Hub Low on Memory Alert, Have Questions

C7 ver 2.3.5.146
So I don't have a lot of devices or tons of automations but every few weeks I get the Hub Low on Memory Alert. It asks me to reboot.
1st, What should I be looking at in logs, state size?
2nd, Is there a built in auto reboot schedule and/or reboot schedule (time of day) if some memory level exceeded? If not maybe a feature request for this reboot option.
3rd, Will it go away if I do nothing or is it gonna add up and get worse? I've just been manually rebooting.

image

Opinions seem to be divided as to whether this is normal or a memory leak. I've nothing indicative in my logs etc but I've had memory drop at drastically different speeds dependent on firmware version. On .131 I got over a month before it was down to 180000, on the .146 I rebooted yesterday after about 10 days as it was down to 150000.

To save hassle, you can automate the reboot with a rule by using @thebearmay Hub Information Driver.

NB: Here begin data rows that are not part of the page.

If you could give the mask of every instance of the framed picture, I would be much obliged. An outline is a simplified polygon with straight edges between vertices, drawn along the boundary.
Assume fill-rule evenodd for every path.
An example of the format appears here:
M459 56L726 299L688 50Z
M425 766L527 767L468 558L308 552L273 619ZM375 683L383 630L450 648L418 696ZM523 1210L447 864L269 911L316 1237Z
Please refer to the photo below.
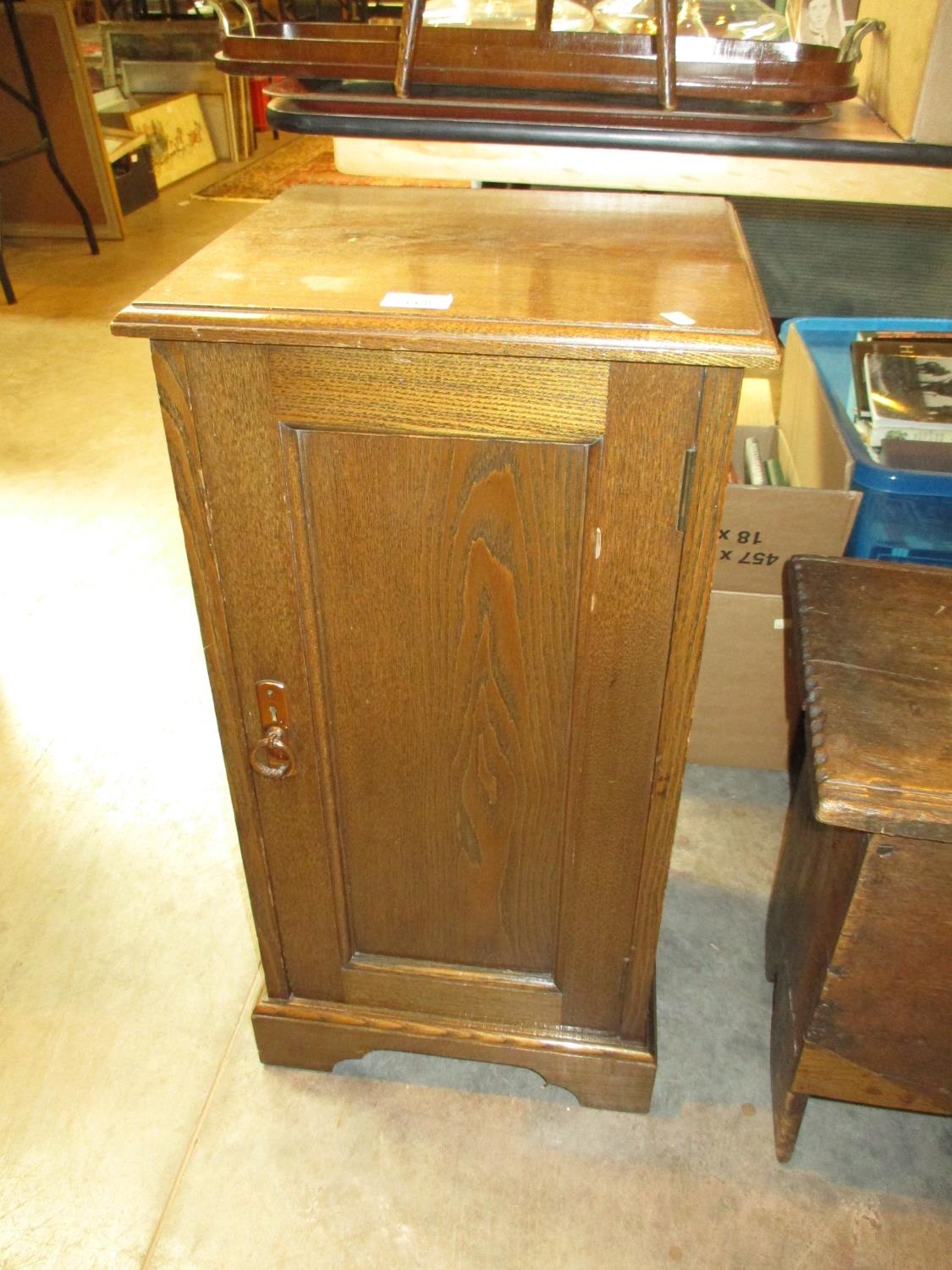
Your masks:
M787 24L798 43L835 48L847 33L843 0L787 0Z
M159 189L216 161L215 146L195 93L173 97L128 116L135 132L149 137Z

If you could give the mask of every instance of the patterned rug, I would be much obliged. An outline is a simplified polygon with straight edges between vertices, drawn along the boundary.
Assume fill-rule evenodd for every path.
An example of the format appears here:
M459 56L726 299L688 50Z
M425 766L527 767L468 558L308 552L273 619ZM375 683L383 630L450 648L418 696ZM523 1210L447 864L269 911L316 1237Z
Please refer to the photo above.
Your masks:
M331 137L294 137L254 159L198 198L227 198L244 203L267 203L292 185L467 185L462 180L401 180L397 177L348 177L334 166Z

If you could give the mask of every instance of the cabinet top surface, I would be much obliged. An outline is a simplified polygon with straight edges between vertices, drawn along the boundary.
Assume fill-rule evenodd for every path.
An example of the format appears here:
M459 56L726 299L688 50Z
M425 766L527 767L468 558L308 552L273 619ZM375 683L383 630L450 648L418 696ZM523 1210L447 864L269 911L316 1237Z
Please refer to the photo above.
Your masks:
M113 329L765 368L777 359L731 208L684 196L298 187L147 291Z
M801 556L792 580L819 819L952 841L952 573Z

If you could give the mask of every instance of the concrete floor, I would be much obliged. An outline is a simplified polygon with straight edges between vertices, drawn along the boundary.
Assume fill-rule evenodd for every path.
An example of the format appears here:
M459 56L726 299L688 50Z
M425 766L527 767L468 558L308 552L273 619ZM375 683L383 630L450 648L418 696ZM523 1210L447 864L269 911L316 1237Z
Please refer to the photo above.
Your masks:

Trigger - Free Memory reports below ??? and stays that way for 1 hour
Actions - Wait until some convenient time when the hub is usually quiet, reboot

Here's mine:

Q2 - There's nothing built in, but the above rule gets around that very simply

Q3 - It'll get worse and worse. At some critical point the hub won't function properly. When it happened to me, a point was reached where automations weren't working and everything seemed to be grinding to a halt. It finally shut down and I had to power cycle it. When it came back up the database was corrupt so I had to do a restore to get things working again.

4 Likes

I personally choose a very simple method of using Rule Machine to automatically reboot my hub at 5:15AM on Saturday mornings. This timeframe avoids the hub's automated maintenance tasks that typically occur at around 2am to 3am, and my whole family is typically still asleep. I choose Saturday as I am typically home that day to resolve any issues should things not go well (note: this has not been an issue to date.)

Here is a thread discussing how to implement the RM Rule action.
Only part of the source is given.